Oren Dorell, Staff Writer
Wake District Attorney Colon Willoughby will not seek the death penalty in the arsenic murder trial of Ann Miller Kontz, he told a Superior Court judge Tuesday.
Kontz is charged with first-degree murder in the poisoning death of her first husband, Eric Miller. She has pleaded not guilty and has been held without bail pending the prosecutor's decision on whether to seek the death penalty if she is found guilty.
Willoughby's decision opens the door for Kontz to be released while awaiting trial. A bond hearing will take place by Dec. 13, said Wake Superior Court Judge Donald Stephens.
Since the Dec. 2, 2000, death of Eric Miller, Kontz has moved from Raleigh to Wilmington and married a Christian rock guitarist.
Looking pale and weak, she entered the courthouse Tuesday for the hearing. Her blond hair was unkempt, and she wore a blue jumpsuit and a plastic wristband issued at the Wake County jail. She waved and smiled through tears at her parents, Dan and Nancy Brier, and at her husband, Paul Kontz, who was with his mother.
Eric Miller's parents, Verus and Doris Miller of Cambridge City, Ind., sat one row behind the Briers with retired Raleigh police Lt. Chris Morgan, who led the investigation in the case.
Willoughby told Stephens: "We've reviewed the evidence. The state does not intend to seek the death penalty in this case."
Stephens asked him why.
"There could be evidence which could be considered aggravating circumstances, but I have made the decision not to seek the death penalty based on my review of the evidence," Willoughby said.
As the hearing ended, Kontz waved and mouthed a silent "I love you" to her parents before she left the courtroom, again in tears, but this time smiling.
Her parents declined to comment outside the courtroom. Defense Attorney Wade Smith said Willoughby's choice was a relief.
"It was a tense moment for us," Smith said. "It means that the trial will be less intense, and our blood pressure will not suffer as greatly as it would otherwise."
A medical examiner's report said that Eric Miller, 30, received at least one dose of arsenic in the spring or summer of 2000, before several large doses killed him.
After his death, investigators said Ann Miller had had an affair with a co-worker named Derril H. Willard Jr. when she and Willard worked at GlaxoSmithKline. Investigators said that both had access to an arsenic compound at their workplace.
Willard killed himselfWillard, 37, killed himself with a gunshot to the head after police searched his home. He left a wife and a daughter who was then 3.
Eric and Ann Miller's daughter, Clare, now 4, has been in the care of a sister of Ann Miller Kontz in Wilmington since her arrest in September.
Willoughby announced his decision not to seek the death penalty in the same courtroom where minutes earlier he delivered his closing argument in the case of Matthew Grant, who is charged with the shotgun slaying of Wake Sheriff Deputy Mark Tucker. Grant could face the death penalty if convicted.
To seek the death penalty under North Carolina law, prosecutors must prove that a murder was committed amid one or more of a list of 11 aggravating circumstances. If the crime was "heinous, atrocious or cruel," or if it was committed during commission of a felony, for example, the killer can be eligible for the death penalty.

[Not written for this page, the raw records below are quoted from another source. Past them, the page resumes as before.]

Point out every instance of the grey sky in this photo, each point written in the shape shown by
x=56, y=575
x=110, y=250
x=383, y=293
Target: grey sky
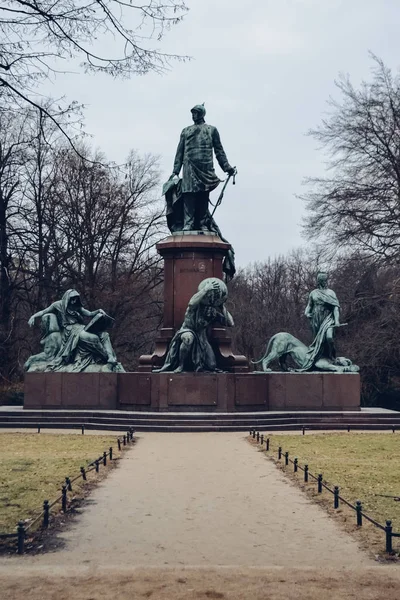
x=265, y=69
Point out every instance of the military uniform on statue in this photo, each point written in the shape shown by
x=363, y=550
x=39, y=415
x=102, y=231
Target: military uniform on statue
x=196, y=250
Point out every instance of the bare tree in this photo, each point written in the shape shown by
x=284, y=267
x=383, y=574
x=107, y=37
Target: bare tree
x=358, y=205
x=35, y=35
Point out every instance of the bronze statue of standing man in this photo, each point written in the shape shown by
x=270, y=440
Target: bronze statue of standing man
x=195, y=155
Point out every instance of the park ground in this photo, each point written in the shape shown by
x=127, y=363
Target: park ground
x=204, y=516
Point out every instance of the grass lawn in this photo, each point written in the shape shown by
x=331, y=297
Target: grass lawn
x=33, y=468
x=361, y=464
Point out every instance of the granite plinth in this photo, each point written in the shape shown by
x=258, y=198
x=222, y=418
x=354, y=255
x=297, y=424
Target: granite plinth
x=219, y=392
x=190, y=257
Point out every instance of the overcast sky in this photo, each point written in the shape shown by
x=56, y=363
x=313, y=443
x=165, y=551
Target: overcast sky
x=265, y=69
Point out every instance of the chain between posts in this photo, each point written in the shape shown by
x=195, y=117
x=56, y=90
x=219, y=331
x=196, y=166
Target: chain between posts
x=44, y=515
x=337, y=498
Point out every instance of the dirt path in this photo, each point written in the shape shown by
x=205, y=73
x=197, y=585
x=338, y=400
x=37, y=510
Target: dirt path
x=205, y=499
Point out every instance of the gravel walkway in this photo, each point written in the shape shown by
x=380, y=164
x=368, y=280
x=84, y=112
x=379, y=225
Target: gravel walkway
x=206, y=499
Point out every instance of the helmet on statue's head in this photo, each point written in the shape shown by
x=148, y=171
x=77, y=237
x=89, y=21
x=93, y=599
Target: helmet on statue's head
x=199, y=109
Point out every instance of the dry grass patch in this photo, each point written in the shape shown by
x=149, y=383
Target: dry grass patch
x=363, y=465
x=33, y=468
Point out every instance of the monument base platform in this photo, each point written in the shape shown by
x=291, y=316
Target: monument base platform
x=175, y=392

In explaining his decision after the hearing, Willoughby said that he conferred with Miller's family and consulted with several senior Wake County prosecutors about how a jury would evaluate the evidence. He would not discuss the evidence.

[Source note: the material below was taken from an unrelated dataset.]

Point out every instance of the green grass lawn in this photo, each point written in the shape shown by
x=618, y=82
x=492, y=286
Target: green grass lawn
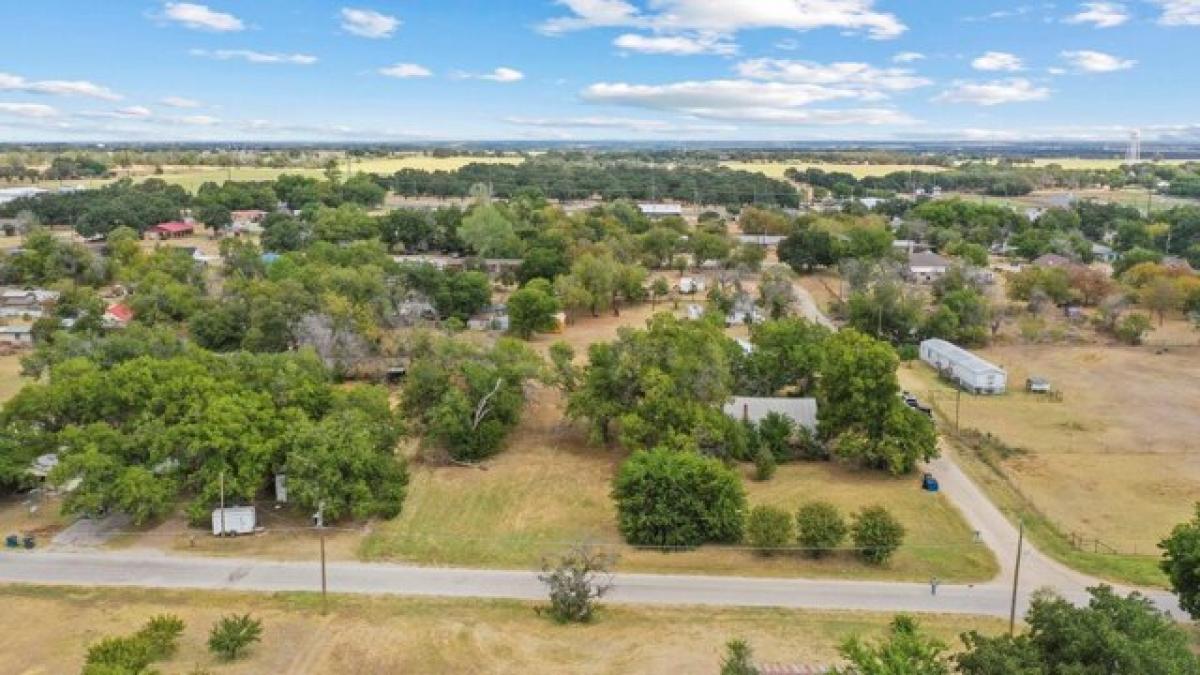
x=550, y=489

Not a likely candidateDefense attorneys not involved in the case suggested several reasons for Willoughby's decision.
Raleigh lawyer Johnnie Gaskins said that the aggravating factors would be hard to prove and that Ann Miller Kontz is not a likely candidate for the death penalty because she was apparently a law-abiding citizen before and after Miller's death. If a prosecutor thinks a jury is unlikely to return a verdict of death, it is to his benefit not to seek it, Gaskins said.
During jury selection in death penalty cases, prosecutors and defense lawyers can each challenge 14 potential jurors without giving a reason. In a case that is unlikely to produce a death penalty, that gives an advantage to defense lawyers, who can focus on finding a sympathetic jury without worrying about their feelings toward the death penalty, Gaskins said. In a non-death-penalty case, each side can challenge only six potential jurors without reason.
Chapel Hill lawyer David Rudolf said that, while poisoning a sick man could be considered cruel, it is growing more difficult to obtain death verdicts in any type of case, especially one based on circumstantial evidence.
"Particularly where the circumstantial evidence is not, apparently, very strong -- since it took them this long to get an indictment -- it would be difficult to get the jury to sentence someone to death," Rudolf said.